For a party that had spent years arguing that the border was secure, that deportation was cruel, and that immigration enforcement was racist, the 19-point deficit was a verdict. The public had chosen sides, and Democrats were losing by a margin that no amount of messaging could close without fundamental policy change.

Musk’s Double Hat

The compilation ended with a lighter moment between Trump and Elon Musk.

“Elon, I love the double hat, by the way,” Trump said. “He’s the only one that can get away with it.”

Musk replied: “Well, Mr. President, you know they say I wear a lot of hats. Even my hat has a hat!”

The exchange — Musk wearing two hats stacked on top of each other, a visual joke about his multiple roles — was the kind of humanizing moment that social media amplified.

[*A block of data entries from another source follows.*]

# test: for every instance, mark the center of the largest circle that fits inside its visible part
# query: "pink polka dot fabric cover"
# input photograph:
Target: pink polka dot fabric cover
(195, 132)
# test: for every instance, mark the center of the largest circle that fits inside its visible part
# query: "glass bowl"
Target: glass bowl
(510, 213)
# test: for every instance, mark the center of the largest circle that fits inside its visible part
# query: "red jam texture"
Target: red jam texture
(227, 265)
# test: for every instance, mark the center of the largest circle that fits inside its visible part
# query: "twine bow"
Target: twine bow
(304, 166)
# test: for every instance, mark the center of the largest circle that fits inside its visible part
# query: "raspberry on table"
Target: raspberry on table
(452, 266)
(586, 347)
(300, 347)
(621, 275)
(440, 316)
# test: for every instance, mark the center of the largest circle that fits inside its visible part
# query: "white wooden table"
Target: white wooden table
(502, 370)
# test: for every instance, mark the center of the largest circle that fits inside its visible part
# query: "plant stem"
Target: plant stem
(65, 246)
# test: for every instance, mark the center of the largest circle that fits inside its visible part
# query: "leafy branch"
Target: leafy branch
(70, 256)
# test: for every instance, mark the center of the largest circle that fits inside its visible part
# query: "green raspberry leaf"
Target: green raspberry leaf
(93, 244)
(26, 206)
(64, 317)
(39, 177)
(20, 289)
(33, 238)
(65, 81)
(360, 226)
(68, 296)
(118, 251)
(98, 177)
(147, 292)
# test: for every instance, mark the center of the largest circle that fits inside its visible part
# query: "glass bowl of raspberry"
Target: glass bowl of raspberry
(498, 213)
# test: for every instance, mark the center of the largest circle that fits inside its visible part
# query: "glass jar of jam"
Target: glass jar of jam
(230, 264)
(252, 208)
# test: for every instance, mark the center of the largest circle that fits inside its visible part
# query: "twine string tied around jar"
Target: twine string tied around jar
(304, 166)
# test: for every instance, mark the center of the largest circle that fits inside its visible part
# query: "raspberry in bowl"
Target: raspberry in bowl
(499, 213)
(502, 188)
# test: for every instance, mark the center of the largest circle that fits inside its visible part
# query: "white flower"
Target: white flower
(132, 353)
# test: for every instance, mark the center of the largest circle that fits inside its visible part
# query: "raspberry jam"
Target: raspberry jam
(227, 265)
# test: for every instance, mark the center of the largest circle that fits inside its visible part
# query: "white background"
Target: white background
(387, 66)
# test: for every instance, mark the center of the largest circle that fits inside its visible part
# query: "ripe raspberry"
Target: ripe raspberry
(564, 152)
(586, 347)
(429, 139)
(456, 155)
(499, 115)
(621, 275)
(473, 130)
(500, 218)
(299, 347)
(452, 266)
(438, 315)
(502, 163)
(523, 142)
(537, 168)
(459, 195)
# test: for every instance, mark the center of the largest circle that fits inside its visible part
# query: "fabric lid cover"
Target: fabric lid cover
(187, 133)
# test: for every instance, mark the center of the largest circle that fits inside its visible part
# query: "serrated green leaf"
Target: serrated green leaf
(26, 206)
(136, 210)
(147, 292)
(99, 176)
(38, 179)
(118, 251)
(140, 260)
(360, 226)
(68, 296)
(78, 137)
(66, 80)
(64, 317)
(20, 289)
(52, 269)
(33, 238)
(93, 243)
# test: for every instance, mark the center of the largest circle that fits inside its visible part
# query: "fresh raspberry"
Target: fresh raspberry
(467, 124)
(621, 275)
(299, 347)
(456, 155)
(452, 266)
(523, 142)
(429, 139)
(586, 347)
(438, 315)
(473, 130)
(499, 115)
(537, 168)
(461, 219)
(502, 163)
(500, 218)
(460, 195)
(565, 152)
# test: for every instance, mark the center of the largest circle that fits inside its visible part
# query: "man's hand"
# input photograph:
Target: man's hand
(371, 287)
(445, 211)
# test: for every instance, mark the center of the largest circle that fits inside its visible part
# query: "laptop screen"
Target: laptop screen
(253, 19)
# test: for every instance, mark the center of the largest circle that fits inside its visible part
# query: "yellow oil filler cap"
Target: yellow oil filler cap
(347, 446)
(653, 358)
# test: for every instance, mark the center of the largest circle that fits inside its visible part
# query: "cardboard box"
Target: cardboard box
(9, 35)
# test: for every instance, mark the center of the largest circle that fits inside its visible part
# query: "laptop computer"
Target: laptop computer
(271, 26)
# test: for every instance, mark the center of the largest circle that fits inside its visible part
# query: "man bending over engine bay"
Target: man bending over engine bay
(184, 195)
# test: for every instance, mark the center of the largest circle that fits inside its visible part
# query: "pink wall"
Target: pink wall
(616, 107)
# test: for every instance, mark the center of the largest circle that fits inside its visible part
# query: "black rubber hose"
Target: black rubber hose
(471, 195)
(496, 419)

It showed two powerful men who could laugh at themselves and at the absurdity of a moment.

Key Takeaways

  • Schumer cited Trump’s “lowest 100-day approval ever”; a reporter fired back: “Your approval is 17%, lower than any congressional leader.” Schumer: “Polls come and go.”
  • CNN’s Enten: “Match Trump against congressional Democrats, Trump wins 40% to 32%. The Democratic message ain’t selling a thing.”
  • Republicans crush Democrats on immigration by 19 points and lead on the economy by 9 — “a major wake-up call for Democrats.”
  • Enten: “Democrats cannot count their chickens. Those eggs have not cracked.”
  • Musk on his double hat: “They say I wear a lot of hats. Even my hat has a hat!”